Jusque-là, aucune ombre au tableau. Oui mais voilà : Monsieur T. n’est pas l’élément le plus boute-en-train de l’entreprise, loin de là même. À son « manque d’écoute, sa rigidité et même son ton parfois cassant et démotivant vis-à-vis de ses subordonnées », tels que rappelés par la juridiction parisienne, son ancien employeur lui reproche plus que tout de ne pas adhérer à l’esprit « fun and pro » en place dans le cabinet (l’expression officiellement employée dans ce dernier).
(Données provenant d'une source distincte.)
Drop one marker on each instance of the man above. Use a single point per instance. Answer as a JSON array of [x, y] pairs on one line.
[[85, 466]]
Refus de plus en plus systématiques de participer aux séminaires avec les collègues, refus de prendre part aux apéros « after work » organisés chaque semaine : c’en est trop pour sa hiérarchie qui fait le choix de le licencier, officiellement pour « insuffisance professionnelle » en mars 2015. Une décision qui met vent debout le consultant, qui porte alors l’affaire devant les Prud’hommes…

Le droit à sa liberté d’opinion et d’expression

Sept ans et plusieurs décisions de justice plus tard, une partie de l’épilogue s’est donc joué le 9 novembre dernier, avec ce jugement favorable de la Cour de cassation pour Monsieur T. qui refusait d’adhérer à cette culture « fun and pro ».

Il faut dire que le côté « fun » supposait « la nécessaire participation aux séminaires et aux pots de fin de semaine générant fréquemment une alcoolisation excessive », comme rappelé par l’arrêt de la Cour. Peu avare en détails, celle-ci parle, entre autres, de « brimades (…) de pratiques humiliantes et intrusives dans la vie privée comme l’obligation de partager son lit avec un collaborateur lors des séminaires, l’usage dans les bureaux de photos déformées et maquillées ou encore l’usage de sobriquets pour désigner les personnes ».

Le refus de Monsieur T. de participer à ces sauteries d’un goût douteux, en assumant pleinement de ne pas partager les « valeurs » de l’entreprise, ont donc fini par entraîner son licenciement. Un licenciement dont les magistrats parisiens ont prononcé la nullité partielle, considérant qu’il intervenait principalement « en raison de l’exercice par le salarié de sa liberté d’opinion et d’expression ».

Et l’histoire pourrait bien ne pas s’arrêter là puisque Monsieur T., conforté par cet arrêt en sa faveur de la Cour de cassation, réclame aujourd’hui plus de 400 000 euros à son ancien employeur pour le dédommagement du licenciement.